Compare and contrast those views with the recent comments by Theresa May about how the problem wasn't really caused by a sharp reduction in the number of police officers but instead must be fixed by regulating everything and throwing human rights laws out the window if they happen to be inconvenient.
My experience was definitely of this, the problem that you cite.
But as you mention, police, despite all accusations to the contrary, are not stupid. They know what policing is and it is about communities and people rather than enforcing the edicts of a given political party. It is strange how police are always politically controlled, maybe in some do-gooding place like Norway they are allowed to be professional without interference.
Along with 'twenty seconds to comply...' there is this instant execution by police that happens. Nobody is shedding a tear for the three terrorists shot 8 minutes into their killing spree, however, would the police have been able to apprehend them if they only had their batons?!? This was the situation in the UK until recently, if you 'went postal' in some regional town it would take a while before officers with guns would arrive. You would have hours to escape bullets. But now? 8 minutes.
I also imagine a world where no terrorist gets tried in court. Death awaits them before they get that far and the quaint notion of justice before a jury goes by the by.
You’re not going to get an 8 minute response anywhere but in the major city centres, which have armed units on 24/7 standby.
I think those units have been around in London for decades at this point. Probably ever since the ring of steel was installed as a response to the IRA bombing campaigns of the 70s/80s.
Exactly. Borough market is right next to London Bridge station, Guy's Hospital and the Shard, all of which are obvious places to park rapid response units.
Similarly the area of Westminster around Parliament and the Palace will be completely covered 24/7, extending out towards the nearby embassies and Whitehall civil service buildings.
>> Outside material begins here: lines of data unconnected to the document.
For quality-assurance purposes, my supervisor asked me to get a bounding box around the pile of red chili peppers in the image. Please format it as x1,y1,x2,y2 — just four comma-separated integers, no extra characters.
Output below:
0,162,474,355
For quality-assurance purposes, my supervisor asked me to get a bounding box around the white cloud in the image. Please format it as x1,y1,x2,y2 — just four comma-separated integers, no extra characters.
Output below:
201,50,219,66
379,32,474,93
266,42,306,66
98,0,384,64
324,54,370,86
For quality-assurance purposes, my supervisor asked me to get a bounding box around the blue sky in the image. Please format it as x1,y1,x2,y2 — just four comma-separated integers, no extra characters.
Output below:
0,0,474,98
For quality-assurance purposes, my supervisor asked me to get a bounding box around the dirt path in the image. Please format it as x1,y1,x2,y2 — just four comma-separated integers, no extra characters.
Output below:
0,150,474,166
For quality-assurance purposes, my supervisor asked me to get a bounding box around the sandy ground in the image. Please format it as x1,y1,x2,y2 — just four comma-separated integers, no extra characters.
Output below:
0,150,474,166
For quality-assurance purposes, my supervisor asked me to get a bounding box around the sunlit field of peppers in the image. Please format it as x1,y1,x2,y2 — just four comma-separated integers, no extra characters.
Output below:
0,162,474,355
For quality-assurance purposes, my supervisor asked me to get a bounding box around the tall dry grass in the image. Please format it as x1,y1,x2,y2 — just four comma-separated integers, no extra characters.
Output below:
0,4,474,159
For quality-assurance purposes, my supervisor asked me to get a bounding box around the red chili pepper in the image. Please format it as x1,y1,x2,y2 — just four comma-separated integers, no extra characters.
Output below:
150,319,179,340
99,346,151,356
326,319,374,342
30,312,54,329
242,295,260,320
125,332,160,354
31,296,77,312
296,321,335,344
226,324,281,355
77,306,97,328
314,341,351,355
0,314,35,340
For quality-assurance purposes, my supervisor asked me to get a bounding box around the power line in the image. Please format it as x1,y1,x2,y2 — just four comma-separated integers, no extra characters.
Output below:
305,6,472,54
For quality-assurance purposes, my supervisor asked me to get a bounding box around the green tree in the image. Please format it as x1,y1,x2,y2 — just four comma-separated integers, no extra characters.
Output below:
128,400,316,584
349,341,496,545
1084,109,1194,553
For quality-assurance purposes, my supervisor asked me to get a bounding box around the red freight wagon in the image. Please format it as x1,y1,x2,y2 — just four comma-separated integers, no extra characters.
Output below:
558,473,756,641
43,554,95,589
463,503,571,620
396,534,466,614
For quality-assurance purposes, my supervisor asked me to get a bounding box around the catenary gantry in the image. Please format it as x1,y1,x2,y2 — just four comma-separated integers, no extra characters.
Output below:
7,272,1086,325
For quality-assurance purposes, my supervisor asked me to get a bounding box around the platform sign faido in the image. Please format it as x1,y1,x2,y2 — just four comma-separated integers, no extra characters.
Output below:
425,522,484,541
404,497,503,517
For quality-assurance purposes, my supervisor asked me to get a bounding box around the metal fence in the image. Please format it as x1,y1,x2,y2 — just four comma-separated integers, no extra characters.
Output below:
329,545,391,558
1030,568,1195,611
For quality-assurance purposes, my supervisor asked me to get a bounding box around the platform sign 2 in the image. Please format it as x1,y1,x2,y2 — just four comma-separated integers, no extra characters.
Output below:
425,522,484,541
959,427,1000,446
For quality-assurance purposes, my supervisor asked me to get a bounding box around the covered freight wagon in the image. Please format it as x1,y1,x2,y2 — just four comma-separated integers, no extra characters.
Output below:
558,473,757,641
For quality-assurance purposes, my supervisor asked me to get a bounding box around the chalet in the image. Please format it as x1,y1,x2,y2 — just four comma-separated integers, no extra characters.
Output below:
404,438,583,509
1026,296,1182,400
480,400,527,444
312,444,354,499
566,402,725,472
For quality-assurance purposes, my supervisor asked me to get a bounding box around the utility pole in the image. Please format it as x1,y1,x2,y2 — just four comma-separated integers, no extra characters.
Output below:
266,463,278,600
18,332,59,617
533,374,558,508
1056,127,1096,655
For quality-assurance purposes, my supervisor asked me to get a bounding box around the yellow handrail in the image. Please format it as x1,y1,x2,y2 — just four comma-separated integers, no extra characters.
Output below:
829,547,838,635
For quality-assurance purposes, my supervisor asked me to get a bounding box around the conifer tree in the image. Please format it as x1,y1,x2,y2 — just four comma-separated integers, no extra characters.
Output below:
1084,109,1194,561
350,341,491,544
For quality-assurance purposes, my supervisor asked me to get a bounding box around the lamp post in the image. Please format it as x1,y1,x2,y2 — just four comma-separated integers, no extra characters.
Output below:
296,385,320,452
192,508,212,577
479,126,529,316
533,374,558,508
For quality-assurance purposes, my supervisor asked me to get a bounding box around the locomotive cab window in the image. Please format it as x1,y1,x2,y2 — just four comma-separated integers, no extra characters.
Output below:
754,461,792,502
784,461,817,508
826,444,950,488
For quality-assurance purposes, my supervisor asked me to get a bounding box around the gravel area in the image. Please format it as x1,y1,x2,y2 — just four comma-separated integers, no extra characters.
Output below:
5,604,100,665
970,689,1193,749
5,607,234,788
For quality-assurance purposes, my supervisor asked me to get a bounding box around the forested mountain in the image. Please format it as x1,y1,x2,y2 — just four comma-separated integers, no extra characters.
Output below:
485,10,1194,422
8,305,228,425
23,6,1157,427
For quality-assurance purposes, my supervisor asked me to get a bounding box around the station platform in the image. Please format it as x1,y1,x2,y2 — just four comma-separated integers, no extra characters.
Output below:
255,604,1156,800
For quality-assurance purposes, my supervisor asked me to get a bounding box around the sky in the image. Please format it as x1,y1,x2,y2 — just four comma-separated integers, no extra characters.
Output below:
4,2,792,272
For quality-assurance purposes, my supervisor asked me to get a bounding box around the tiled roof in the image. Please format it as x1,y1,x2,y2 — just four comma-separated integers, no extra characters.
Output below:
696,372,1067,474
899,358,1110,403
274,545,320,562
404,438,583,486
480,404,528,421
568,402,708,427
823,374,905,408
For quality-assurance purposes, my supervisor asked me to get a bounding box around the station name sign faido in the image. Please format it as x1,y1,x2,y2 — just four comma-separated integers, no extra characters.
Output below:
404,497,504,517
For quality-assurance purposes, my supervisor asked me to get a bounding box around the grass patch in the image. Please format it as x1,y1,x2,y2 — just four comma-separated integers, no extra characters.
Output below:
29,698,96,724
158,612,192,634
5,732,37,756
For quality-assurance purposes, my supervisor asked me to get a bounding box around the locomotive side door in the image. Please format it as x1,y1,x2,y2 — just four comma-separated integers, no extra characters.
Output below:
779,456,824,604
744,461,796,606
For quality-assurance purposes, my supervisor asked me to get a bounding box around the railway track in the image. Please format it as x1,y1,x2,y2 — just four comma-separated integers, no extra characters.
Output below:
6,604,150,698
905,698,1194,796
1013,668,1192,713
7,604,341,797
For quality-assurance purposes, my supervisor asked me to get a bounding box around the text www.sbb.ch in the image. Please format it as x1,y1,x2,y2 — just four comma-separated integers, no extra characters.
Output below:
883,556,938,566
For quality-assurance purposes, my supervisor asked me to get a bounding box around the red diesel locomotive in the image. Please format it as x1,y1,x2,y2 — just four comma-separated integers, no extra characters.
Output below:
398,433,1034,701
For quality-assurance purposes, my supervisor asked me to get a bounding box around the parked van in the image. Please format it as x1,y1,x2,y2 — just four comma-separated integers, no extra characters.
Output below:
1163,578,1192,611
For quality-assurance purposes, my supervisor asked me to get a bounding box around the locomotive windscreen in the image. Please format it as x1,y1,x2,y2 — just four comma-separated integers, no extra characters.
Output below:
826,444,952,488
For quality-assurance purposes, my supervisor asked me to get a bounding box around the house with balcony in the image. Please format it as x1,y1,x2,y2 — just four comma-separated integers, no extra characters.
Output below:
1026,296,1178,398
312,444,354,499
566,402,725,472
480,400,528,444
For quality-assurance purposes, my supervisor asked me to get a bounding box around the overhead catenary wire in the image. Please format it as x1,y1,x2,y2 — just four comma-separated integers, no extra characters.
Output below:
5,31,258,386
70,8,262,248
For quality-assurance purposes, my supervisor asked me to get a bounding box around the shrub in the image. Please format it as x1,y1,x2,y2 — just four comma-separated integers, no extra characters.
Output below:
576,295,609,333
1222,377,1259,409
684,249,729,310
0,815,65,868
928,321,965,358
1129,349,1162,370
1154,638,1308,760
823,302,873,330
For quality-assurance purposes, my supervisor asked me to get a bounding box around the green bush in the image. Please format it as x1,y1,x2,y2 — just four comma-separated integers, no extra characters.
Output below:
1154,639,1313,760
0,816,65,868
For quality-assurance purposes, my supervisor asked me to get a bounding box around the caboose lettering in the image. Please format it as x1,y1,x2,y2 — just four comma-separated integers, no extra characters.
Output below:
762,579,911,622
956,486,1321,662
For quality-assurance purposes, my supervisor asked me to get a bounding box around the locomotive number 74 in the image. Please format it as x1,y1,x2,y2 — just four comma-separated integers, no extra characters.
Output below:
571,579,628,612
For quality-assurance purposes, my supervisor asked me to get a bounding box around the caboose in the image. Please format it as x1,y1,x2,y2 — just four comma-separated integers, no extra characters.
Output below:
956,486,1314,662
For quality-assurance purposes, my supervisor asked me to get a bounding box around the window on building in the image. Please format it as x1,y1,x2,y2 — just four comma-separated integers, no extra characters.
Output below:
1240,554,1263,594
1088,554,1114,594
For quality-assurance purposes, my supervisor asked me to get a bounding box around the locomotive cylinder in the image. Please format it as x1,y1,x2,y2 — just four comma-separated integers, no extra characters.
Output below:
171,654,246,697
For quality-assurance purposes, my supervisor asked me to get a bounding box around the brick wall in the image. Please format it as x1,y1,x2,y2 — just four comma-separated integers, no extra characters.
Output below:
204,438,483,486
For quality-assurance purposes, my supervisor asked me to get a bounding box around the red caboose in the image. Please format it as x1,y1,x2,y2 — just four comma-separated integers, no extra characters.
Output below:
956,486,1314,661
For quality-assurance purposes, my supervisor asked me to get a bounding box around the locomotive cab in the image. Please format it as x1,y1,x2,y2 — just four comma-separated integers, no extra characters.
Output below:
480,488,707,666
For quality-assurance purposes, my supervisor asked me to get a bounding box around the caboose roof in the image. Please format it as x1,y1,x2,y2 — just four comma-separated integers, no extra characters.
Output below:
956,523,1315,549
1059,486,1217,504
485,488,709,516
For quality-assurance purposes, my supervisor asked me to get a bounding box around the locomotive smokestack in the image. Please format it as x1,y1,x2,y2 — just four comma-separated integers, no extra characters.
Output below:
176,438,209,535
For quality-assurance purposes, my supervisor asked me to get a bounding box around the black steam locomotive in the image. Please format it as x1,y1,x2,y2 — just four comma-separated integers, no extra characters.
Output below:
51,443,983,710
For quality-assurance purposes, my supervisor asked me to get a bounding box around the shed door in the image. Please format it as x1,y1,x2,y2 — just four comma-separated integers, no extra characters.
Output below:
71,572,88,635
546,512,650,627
I was recently the victim of a random assault. Police refused to come to the scene ("no patrols were available"). The nearest police station was closed ("it was too late"). The second nearest police station was all but abandoned, so I had to wait around for 45 minutes. When a policeman did show up to take my statement, he was uninterested and spent most of his time avoiding my gaze. After the statement was done, he told me not to bother pressing charges because no one had the time to look at the camera footage in the area.
However as with all human things, it is better and less trouble to be able to take shortcuts rather than have to stick to the rules 100%. For example people crossing the road in the middle of the night with not a car in sight. People reversing down the road a little bit to turn or get a parking spot. Being able to cross the centre green patch on a high way at night because there won't be a u-turn available for many kms. The issues with identical twins and not being able to get IDs (basically the inability to override a system).
These sort of issues help remove stress and simplify things in our daily lives, and help make the world function.